Give some differentiating features of retinal detachment.

A
  • Dense shadow that starts peripherally and progresses towards the central vision
  • A veil / curtain over the field of vision
  • Straight lines appear curved
  • Central visual loss
47
Q

Give some differentiating features of Vitreous Haemorrhage.

A
  • Large bleeds cause sudden visual loss
  • Moderate bleeds may be described as numerous dark spots
  • Small bleeds may cause floaters.
48
Q

Which one of the following causes of Horner’s syndrome is due to a lesion in the post-ganglionic part of the nerve supply?
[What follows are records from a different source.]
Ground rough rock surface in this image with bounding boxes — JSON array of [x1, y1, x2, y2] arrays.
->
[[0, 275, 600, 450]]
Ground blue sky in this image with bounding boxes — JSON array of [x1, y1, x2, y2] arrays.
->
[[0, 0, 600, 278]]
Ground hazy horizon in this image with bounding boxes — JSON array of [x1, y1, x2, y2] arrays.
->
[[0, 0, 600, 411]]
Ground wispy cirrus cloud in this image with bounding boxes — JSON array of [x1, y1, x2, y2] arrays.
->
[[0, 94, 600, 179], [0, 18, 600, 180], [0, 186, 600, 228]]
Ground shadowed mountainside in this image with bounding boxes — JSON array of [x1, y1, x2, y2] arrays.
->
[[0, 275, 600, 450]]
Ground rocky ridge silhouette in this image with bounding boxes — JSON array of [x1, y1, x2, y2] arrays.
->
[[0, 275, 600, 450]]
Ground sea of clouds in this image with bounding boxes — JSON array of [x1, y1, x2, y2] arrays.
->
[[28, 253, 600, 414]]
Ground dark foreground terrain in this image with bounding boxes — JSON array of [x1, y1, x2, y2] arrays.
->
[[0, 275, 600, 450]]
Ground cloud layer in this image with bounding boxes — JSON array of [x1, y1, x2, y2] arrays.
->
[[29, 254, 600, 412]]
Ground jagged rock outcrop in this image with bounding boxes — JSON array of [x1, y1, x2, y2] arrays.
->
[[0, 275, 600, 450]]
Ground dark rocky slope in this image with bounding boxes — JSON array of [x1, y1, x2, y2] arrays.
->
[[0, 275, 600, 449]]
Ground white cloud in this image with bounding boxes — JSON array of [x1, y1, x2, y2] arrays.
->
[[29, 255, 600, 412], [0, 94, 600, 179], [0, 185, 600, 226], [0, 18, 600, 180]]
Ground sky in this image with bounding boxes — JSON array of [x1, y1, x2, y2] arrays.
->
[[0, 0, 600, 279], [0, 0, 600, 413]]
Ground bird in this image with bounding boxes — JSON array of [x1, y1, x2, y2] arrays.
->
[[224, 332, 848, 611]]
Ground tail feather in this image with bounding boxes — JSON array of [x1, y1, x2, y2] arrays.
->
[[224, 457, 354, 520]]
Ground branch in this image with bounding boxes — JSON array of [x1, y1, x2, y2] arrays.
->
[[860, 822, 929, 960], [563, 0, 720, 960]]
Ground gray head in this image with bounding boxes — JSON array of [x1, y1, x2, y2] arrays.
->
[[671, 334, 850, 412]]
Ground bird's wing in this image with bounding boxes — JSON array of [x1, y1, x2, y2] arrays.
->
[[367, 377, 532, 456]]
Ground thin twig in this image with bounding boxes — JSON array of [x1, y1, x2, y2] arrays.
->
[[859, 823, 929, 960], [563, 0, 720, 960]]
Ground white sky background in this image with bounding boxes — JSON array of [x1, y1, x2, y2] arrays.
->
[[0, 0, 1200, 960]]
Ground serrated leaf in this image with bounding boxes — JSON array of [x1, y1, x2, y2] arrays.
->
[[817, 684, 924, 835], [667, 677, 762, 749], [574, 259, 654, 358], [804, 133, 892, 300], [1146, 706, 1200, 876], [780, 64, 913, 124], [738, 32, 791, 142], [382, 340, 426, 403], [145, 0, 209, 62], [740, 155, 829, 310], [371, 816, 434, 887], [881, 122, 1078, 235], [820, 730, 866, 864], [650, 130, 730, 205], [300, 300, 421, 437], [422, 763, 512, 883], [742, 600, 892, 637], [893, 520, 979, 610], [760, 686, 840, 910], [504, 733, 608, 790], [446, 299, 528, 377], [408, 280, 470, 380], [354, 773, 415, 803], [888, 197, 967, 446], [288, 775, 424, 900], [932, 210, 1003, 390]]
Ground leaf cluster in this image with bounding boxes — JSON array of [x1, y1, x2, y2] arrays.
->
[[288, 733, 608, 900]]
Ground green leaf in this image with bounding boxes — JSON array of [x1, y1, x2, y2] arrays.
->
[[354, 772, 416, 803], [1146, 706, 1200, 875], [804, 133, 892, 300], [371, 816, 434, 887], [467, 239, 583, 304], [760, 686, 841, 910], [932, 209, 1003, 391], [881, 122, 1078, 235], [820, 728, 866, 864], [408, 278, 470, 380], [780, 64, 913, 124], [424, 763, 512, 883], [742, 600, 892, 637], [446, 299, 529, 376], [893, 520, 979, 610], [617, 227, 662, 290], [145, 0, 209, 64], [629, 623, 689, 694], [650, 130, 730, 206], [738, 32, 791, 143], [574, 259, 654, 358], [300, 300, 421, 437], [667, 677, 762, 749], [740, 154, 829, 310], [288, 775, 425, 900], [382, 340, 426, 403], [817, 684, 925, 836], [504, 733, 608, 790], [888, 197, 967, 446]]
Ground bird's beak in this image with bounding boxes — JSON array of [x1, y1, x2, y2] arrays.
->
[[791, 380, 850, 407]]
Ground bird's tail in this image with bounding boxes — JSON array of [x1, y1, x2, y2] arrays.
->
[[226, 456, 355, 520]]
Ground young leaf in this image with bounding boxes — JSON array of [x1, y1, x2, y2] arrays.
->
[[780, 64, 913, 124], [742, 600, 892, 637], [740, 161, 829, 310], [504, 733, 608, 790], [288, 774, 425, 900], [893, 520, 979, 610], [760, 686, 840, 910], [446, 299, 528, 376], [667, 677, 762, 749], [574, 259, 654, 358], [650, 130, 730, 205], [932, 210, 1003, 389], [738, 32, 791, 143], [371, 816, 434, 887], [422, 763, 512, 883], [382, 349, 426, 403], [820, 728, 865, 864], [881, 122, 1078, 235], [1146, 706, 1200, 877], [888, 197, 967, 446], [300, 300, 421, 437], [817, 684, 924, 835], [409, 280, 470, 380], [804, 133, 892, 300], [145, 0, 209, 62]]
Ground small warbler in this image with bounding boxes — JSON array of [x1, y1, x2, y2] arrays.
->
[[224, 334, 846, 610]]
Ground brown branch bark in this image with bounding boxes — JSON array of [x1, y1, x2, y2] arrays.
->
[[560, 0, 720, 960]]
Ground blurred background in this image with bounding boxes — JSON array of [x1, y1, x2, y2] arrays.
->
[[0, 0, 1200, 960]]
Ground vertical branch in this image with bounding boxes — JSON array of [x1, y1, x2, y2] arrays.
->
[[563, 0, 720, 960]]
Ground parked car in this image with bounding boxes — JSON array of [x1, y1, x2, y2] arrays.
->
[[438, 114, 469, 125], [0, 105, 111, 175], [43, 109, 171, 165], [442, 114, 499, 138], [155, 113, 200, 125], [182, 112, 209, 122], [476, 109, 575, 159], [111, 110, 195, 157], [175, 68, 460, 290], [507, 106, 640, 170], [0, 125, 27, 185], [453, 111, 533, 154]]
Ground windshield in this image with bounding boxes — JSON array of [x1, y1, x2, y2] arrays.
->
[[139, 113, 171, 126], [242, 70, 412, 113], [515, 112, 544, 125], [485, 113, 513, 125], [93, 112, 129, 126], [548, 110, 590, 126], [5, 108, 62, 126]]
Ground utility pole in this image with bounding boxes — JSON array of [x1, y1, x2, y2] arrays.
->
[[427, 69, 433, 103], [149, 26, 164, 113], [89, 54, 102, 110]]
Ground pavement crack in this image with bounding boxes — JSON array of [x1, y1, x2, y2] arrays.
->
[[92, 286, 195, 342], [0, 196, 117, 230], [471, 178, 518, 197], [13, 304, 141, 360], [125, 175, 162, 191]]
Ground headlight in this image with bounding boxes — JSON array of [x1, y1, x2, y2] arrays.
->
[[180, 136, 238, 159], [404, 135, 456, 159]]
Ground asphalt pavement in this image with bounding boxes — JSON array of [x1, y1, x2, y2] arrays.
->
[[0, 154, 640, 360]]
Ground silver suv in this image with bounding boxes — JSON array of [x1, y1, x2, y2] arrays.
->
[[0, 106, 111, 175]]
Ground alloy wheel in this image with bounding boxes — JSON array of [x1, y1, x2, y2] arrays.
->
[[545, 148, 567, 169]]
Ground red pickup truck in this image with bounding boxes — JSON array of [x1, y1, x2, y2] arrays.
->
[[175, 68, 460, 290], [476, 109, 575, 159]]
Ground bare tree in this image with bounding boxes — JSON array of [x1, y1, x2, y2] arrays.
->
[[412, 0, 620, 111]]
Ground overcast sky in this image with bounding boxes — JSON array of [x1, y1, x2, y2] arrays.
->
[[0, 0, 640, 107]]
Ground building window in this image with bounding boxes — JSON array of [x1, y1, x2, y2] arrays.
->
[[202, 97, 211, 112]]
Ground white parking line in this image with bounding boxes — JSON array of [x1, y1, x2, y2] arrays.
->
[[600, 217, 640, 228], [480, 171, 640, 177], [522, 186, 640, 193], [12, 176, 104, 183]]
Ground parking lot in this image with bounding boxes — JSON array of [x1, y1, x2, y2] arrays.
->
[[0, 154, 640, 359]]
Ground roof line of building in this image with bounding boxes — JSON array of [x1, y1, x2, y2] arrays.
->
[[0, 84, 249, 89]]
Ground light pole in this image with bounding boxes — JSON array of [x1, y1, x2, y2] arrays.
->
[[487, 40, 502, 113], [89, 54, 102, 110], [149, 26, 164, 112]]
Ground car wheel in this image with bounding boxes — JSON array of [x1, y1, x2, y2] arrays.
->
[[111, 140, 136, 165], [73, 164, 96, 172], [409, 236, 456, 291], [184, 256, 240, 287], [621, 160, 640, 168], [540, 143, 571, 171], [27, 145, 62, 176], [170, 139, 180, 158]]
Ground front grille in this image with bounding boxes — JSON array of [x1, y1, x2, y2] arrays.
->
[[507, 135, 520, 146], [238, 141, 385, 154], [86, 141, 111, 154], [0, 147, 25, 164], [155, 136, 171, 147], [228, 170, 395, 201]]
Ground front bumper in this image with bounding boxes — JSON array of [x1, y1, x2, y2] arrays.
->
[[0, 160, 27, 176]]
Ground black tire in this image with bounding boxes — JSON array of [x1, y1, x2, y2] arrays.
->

  • Internal carotid aneurysm
  • Stroke
  • Syringomyelia
  • Pancoast’s tumour
  • Thyroidectomy
A

Internal carotid aneurysm

-> there will be no anhydrosis

49
Q

A 15yo boy presents to the GP with some skin changes of the neck. These started as a small area, but have now got a lot bigger and more obvious.
On examination, there is a large areas of small, yellow papules 1-5mm in diameter in a reticular patter and coalescing at places into plaques. The skin has a ‘plucked chicken’ appearance. The boy reports no problem with his vision.
What would you be likely to find on fundoscopy?
- Angioid retinal streaks
- Lisch nodules
- Cotton wool spots
- Neovascularisation
- Bone spicules

A

Angioid retinal streaks

Angioid streaks are small breaks in Bruch’s membrane, an elastic tissue containing membrane of the retina.
It is a feature of pseudoxanthoma elasticum.
The earliest sign in pseudoxanthoma elasticum is skin changes.